From Granma International

The fact that the transnational Halliburton is involved in more obscure dealings, many of which have been exposed but never condemned, is no longer news.

The all-powerful company (headed by the Richard Cheney, current U.S. vice president, from 1995-2000, when he became George W. Bush’s running mate) has now been involved in dirty dealings on more than 12 occasions.

In February, faced with charges from Pentagon officials, the oil and logistics services group was forced to suspend invoices worth $140 million for meals served to the U.S. army in Kuwait and Iraq.

In a habitual attempt to ride the storm, Randy Hart, president of Kellog Brown and Root (KBR), a subsidiary of Halliburton in charge of meals’ distribution, stated that it was important to understand that the decision in no way represented a form of confession... but things couldn’t be much clearer.

KBR, which won a contract with the Pentagon for $3.8 billion to supply logistic support for U.S. forces throughout the world, is accused of having over-billed for meals that were never served in various Kuwaiti and Iraqi bases.

Halliburton has reached an agreement with Pentagon auditors to suspend invoices totaling $300 million. Initially the company had accepted cutting them back to $176.5 million.

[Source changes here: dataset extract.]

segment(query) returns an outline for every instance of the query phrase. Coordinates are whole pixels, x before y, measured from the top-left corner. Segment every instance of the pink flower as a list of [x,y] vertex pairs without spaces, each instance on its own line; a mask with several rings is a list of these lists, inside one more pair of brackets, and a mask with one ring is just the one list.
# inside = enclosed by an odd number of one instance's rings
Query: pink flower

The transnational’s fat contracts with the Pentagon and the U.S. government are distinct and range from the reconstruction of oil wells, distribution and sales including hot meal and laundry services, mail delivery and the construction of bases for troops.

Halliburton and its subsidiary have been targeted for multiple anomalies since the beginning of the war on Iraq.

General Ricardo Sánchez, military chief of the U.S. forces in Iraq, last week accused the Texan Colossus of not having prepared in time the bases in which the U.S. troops should be concentrated in order to avoid the large number of casualties resulting from the Iraqi resistance attacks.

Sánchez made the charge public in a letter to the Wall Street Journal, while military auditors affirmed that Halliburton had shown systematic deficiencies in the calculated costs of its laborsin Iraq to the tune of billions of dollars.

The story of the dubious transactions begins when Cheney was heading up the company (he still receives high fees from it), when it eluded the ban on commercial contracts with Iraq during Saddam Hussein’s regime after the Gulf War.

In 1998 it merged with Dresser Industries and thus became the most powerful oil company in the world. At that point, the corrupt auditing company Arthur Andersen took over that side of things and its accounting practices took a diametric turn.

Given the suspicions of dubious operations, the National Assets Commission opened a file on the company, while Judicial Watch, a institution that supervises government legality, denounced Cheney on many counts of fraud committed during the time he acted as its director.

A few months ago, while indictments in the courts remained pending, Halliburton signed a memorandum of agreement to close the 20 legal cases brought against it by investors. The government had turned a blind eye hoping that the difficulties would pass by unnoticed.

One of the recent lawsuits was brought by Democrat Henry Waxman, a member of the House Governmental reforms Committee, which is investigating privileges granted by the White House to persons or enterprises in its environment.

Waxman stated that the company had illegally obtained contracts without going to tender from long before the U.S. aggression against Iraq commenced.

Halliburton was apparently allowed to profit from each phase of the conflict, including the military deployment prior to the war.

The company’s business in Iraq, already amounting to the astronomical volume of $18 billion, was made possible by obtaining orders from the Pentagon without participating in the tenders, due to a contract signed in 2001 for the reconstruction of Afghanistan, and later extended to Baghdad.

Wherever there is a new opportunity to make lucrative dealings this multimillionaire company, which already built the prison camps for Taliban prisoners and other suspects on the Guantánamo naval base in Cuban territory, is there like a shot.

Food and provisions for troops; the maintenance and reconstruction of ports and warehouses; reparation of oil systems, extraction and marketing of the crude and logistical support for localizing the invisible weapons of mass destruction, are just some of the wide-ranging functions and briefs that this government-protected company boasts in Iraq. Analysts are certain that this is one aspect of the expanding globalization that is further enriching those who are always the beneficiaries.